Many holes in the ground aren’t necessarily long-term residences; they are dug to provide temporary safety from pursuers and extreme weather. A red fox, says Morse, might dig 10 or 15 quick-escape security dens in an area of less than 100 acres, but it actually sleeps out in the open.
Natal dens, on the other hand, are dug solely for reproduction. Coyotes, wolves, and foxes construct complex systems with multiple chambers and entrances for use only during the young-rearing season. (Lone among the canids, kit foxes of arid western regions use underground dens year-round.) Frequently, says Merlin, these animals will excavate a number of intricate natal dens and move the pups to a different den to escape fleas and ticks, or if the den is discovered by humans or other predators. And it’s not just four-footed animals that go underground with the kids.
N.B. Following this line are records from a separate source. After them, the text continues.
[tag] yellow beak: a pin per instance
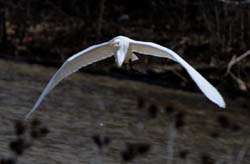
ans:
(114, 44)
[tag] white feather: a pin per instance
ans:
(159, 51)
(83, 58)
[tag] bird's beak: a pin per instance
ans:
(114, 43)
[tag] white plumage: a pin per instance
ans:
(122, 49)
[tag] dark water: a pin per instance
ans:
(183, 124)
Burrowing owls line old mammal burrows with cow chips, grass, and feathers for a nest chamber, and belted kingfishers excavate nesting tunnels as long as 15 feet in the banks of rivers and creeks.
But those who spend serious time in their underground homes dig the most impressive catacombs. Prairie dogs and badgers build subterranean superhighways up to 10 feet wide at depths of up to 30 feet. Groundhogs and marmots fashion elaborate burrow systems accessed by numerous “plunge holes”—hidden shafts that they can dive into at a moment’s notice. If you’re hiking across alpine fields in the West or meadows and pastures in the East, watch for these often camouflaged openings, lest you step in one and wrench an ankle or knee.
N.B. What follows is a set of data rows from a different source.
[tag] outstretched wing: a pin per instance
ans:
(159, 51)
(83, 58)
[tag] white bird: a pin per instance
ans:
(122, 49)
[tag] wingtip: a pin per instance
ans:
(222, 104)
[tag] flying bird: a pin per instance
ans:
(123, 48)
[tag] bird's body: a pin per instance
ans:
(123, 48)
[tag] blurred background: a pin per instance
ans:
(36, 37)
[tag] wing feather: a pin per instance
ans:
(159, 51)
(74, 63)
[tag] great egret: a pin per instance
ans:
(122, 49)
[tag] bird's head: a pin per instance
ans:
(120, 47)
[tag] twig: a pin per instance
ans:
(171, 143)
In the desert Southwest, says Merlin, pack rats and pocket gophers dig separate chambers for defecation, sleeping, and food storage. Staying underground does more than keep them cool; it keeps them alive. “For a little animal like that,” Merlin explains, “the more you’re aboveground, the easier it is for somebody to get you.”
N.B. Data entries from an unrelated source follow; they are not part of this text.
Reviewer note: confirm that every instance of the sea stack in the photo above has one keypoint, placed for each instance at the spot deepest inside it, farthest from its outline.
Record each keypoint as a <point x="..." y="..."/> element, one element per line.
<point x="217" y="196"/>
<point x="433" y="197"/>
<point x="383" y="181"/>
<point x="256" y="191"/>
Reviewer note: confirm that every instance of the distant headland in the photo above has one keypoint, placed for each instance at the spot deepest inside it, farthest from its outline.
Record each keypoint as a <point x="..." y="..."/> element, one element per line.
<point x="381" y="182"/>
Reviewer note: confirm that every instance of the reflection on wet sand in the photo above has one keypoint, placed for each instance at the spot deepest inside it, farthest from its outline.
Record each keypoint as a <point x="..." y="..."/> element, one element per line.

Insect burrows often serve double duty, offering security plus the perfect trap for unsuspecting prey. The tiger beetle larva tunnels into the ground, then plugs the entrance with the seamless camouflage of its flat head. When a smaller insect blunders by, the tiger beetle larva snatches it with powerful jaws and drags it into the lair. The trap-door spider takes the ruse to an architectural height by capping a burrow with a door constructed of soil, saliva, and silk, and camouflaged with moss, leaves, and small sticks. Silken hinges on the rear edge allow the spider to crack open the door at night and pounce on nearby prey.